Os manifestantes saíram às ruas horas depois de o governo anunciar reformas para atender às demandas da população, que reclama da falta de emprego, de serviços e protesta contra casos de corrupção. Testemunhas afirmam que a polícia tentou repreendê-los com disparos.

Manifestante corre em meio à fumaça de pneus queimados em Bagdá, no Iraque - Ahmad Al-Rubaye/AFP

Em uma reunião de emergência na noite de sábado (5), o governo concordou com um plano de 17 pontos para oferecer moradias aos mais pobres, subsídio para programas de capacitação profissional e pequenos empréstimos para jovens desempregados. 

Dezenas de prédios e sedes de partidos políticos foram incendiadas neste final de semana. O país ainda teve o serviço de internet descontinuado na maior parte de seu território.

Essa é a mais grave crise no Iraque desde a derrota do Estado Islâmico em 2017 e abala o primeiro ano do premiê Adel Abdul-Mahdi à frente do governo.

Autoridades locais temem que os conflitos desencadeiem uma nova onda de violência que possa ser explorada pelo grupo terrorista.

"As forças de segurança fizeram todo o possível para preservar a segurança dos manifestantes", disse o porta-voz do Ministério do Interior do Iraque, general Saad Maan.

Segundo o ministério, o número de pessoas feridas chega 6.107, das quais mil seriam das forças policiais.

O porta-voz negou que a polícia tenha efetuado disparos neste domingo e justificou as mortes como resultado da ação de "forças maliciosas" que teriam atacado os dois grupos.
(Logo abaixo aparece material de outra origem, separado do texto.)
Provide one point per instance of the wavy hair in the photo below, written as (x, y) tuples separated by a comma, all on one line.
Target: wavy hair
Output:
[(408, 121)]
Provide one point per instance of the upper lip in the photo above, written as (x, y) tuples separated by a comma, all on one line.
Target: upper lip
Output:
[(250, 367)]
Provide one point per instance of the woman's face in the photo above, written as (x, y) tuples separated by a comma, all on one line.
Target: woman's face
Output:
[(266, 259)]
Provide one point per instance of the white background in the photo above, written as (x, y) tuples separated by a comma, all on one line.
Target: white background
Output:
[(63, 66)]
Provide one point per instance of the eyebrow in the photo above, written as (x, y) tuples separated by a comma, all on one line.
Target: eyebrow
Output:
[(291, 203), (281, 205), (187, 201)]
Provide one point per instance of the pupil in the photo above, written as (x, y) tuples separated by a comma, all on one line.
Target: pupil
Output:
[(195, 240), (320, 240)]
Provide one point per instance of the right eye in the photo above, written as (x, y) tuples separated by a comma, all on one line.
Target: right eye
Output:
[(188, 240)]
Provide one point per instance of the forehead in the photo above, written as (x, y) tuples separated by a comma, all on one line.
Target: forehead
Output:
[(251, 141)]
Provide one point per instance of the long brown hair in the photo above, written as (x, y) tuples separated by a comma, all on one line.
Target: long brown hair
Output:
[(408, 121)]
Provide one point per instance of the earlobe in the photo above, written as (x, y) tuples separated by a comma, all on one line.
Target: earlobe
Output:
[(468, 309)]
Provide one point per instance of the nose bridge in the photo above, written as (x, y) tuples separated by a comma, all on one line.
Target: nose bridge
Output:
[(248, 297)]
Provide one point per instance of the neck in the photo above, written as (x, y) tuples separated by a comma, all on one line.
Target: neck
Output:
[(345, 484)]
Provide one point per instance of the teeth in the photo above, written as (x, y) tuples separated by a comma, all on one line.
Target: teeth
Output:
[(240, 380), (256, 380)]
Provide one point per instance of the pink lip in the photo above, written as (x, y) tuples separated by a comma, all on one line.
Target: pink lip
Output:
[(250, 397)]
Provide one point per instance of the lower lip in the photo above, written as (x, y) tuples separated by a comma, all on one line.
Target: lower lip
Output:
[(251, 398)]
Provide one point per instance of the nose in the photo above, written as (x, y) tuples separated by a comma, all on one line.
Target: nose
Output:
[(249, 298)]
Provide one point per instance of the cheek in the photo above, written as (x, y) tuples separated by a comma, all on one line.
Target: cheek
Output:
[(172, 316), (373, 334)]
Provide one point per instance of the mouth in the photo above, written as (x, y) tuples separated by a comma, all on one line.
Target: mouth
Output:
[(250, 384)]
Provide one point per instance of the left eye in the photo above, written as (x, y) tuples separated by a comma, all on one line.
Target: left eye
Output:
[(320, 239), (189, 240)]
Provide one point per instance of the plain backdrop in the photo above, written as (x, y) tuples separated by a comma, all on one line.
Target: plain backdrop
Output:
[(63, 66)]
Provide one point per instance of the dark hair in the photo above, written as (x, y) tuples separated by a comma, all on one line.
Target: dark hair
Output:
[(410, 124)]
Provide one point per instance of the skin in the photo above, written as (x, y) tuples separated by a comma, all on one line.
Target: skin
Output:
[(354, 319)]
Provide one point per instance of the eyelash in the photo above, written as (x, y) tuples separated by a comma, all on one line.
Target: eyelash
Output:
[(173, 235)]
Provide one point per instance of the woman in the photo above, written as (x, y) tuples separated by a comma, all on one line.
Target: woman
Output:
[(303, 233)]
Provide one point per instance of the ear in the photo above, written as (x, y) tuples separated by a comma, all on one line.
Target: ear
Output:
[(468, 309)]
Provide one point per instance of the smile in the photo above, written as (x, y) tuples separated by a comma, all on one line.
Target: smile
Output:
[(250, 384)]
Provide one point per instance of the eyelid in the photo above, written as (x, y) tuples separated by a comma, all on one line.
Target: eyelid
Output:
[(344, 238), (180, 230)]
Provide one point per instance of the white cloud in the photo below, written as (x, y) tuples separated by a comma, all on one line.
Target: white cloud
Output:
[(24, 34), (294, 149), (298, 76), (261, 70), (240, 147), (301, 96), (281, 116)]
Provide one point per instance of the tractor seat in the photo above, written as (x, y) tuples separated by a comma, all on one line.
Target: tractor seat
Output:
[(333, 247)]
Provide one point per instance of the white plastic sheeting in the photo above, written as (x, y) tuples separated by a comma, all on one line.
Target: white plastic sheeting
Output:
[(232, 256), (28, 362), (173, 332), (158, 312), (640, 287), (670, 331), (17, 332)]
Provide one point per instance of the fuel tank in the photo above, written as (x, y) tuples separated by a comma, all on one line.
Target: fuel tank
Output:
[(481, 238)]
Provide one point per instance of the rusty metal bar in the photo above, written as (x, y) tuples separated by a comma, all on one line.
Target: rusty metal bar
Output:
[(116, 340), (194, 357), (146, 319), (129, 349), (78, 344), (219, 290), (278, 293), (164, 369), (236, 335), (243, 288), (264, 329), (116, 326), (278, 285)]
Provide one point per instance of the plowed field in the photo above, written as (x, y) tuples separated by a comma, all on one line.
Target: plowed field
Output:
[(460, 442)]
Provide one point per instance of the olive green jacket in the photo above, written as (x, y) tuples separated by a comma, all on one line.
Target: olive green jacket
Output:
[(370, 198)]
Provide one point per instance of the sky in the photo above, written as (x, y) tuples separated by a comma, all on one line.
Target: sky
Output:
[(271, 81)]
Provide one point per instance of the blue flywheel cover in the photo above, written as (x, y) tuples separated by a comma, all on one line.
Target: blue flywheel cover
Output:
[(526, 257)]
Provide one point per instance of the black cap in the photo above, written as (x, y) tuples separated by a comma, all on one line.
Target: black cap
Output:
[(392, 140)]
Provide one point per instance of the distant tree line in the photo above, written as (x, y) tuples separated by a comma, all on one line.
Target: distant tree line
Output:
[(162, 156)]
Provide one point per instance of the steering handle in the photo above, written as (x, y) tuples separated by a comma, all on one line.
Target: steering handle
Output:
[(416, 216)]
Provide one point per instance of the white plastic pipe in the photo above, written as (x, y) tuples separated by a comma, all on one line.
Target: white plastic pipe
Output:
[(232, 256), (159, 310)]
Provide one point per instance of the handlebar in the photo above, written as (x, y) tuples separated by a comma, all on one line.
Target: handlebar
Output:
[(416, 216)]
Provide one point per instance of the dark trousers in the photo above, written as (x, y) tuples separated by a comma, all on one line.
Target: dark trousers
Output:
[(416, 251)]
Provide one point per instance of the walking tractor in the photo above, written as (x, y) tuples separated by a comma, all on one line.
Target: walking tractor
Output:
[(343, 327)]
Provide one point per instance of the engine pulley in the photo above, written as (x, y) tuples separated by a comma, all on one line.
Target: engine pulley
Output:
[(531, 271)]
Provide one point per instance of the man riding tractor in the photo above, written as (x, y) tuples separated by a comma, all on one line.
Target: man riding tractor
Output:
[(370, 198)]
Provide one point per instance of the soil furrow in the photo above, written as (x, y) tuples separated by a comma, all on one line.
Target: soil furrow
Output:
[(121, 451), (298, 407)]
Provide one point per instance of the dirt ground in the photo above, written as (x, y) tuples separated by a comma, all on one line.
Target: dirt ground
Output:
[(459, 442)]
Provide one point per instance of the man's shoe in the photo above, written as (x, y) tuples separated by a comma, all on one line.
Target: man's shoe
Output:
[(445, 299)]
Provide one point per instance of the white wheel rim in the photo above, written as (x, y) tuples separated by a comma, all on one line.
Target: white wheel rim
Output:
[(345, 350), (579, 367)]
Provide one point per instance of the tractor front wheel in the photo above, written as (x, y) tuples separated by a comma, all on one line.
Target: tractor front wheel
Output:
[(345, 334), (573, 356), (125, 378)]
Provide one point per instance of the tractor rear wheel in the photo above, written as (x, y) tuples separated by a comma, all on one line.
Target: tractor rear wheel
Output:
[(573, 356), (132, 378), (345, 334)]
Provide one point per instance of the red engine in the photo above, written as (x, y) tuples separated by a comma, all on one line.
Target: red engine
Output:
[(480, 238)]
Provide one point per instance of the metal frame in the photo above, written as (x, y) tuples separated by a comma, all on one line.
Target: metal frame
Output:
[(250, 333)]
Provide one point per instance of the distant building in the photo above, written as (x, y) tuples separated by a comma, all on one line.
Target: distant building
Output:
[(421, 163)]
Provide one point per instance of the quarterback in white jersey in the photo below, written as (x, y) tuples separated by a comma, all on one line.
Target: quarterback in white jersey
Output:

"Expressamos nosso profundo pesar pelo derramamento de sangue", disse Maan. O Alto Comissariado Semi-Oficial de Direitos Humanos do Iraque, no entanto, criticou a ação policial.

"Não há justificativa para o disparo de balas contra manifestantes pacíficos", disse a chefe do órgão, Aqeel al-Musawi. "O governo tem o dever de proteger os manifestantes e permitir que eles expressem suas demandas legítimas sem problemas."

No último sábado, relatos já davam conta de tiros efetuados pela polícia na parte oriental de Bagdá e na cidade de Nassiria, ao sul.

O primeiro-ministro Abdul-Mahdi lamentou os conflitos em pronunciamento à televisão estatal. "Em meio a tudo isso, juro por Deus que minha única preocupação é com as vítimas", disse.